Colorado lawmakers are again considering banning red light cameras.

(AP Photo/M. Spencer Green)

As Colorado lawmakers debate a bill to ban the use of red light cameras, one of their colleagues, Ed Perlmutter, has introduced a bill in Congress seeking to eliminate them across the nation.

The debate about automated red light and speeding cameras hinges on whether they improve public safety or if municipalities use them to make money.

Denver District Attorney Mitch Morrissey has lauded the cameras as a tool to catch and prosecute those who flee the scene of an accident. He says that the technology needs improvement, but is necessary because it “changes people’s behavior” and makes roads safer.

Perlmutter, a Democratic representative for Colorado's 7th District, says "there is some safety aspect to it," but adds, "I think it has turned into something beyond that, which is to generate revenues.”

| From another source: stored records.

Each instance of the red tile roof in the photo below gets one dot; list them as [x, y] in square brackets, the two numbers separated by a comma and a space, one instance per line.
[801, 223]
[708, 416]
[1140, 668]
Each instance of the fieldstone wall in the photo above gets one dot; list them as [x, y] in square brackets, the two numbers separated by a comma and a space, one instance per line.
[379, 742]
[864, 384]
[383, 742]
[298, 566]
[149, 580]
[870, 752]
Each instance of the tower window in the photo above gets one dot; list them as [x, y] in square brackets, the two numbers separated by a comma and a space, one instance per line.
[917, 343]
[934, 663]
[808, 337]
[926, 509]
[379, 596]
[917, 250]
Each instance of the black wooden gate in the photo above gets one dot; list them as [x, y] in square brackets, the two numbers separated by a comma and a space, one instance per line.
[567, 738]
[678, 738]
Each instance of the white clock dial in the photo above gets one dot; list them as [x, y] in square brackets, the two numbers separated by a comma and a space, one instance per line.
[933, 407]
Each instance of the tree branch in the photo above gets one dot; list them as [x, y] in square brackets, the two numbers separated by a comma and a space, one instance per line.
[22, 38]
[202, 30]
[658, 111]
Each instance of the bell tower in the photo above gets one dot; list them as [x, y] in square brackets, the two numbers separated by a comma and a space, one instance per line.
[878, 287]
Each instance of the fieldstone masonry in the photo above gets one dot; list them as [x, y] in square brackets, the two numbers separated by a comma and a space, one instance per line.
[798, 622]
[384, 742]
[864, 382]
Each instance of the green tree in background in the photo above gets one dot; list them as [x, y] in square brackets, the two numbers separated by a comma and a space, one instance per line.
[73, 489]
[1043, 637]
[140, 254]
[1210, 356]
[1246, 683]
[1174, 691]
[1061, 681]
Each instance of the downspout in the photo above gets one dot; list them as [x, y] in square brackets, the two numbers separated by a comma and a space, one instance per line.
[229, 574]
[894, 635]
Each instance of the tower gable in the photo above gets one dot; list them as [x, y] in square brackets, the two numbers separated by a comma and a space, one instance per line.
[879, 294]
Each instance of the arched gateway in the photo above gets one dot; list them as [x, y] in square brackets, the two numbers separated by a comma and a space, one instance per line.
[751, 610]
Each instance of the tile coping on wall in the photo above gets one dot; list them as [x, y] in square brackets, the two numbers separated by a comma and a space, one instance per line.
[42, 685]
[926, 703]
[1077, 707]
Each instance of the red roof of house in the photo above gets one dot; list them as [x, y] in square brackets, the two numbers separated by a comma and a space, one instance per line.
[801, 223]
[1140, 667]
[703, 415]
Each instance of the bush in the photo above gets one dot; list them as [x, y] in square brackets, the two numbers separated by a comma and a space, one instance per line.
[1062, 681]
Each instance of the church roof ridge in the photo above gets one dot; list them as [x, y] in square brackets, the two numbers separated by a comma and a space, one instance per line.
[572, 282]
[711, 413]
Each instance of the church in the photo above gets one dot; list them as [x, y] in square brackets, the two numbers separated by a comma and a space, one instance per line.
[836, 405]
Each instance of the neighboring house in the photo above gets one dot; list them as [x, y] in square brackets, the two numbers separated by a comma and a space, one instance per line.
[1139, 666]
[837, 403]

Morrissey on safety concerns:

"What I know is we average about 17 hit and runs a day in Denver. Anywhere from fender benders to fatals, where people are being killed... These lights change people's behavior."

Perlmutter on cameras being used to identify hit and run suspects:

"He, I think, is as much concerned about having some kind of ability to see if somebody leaves the scene of an accident, which is not a photo radar or a red light camera kind of issue. You can still have cameras to see if somebody is leaving the scene of an accident."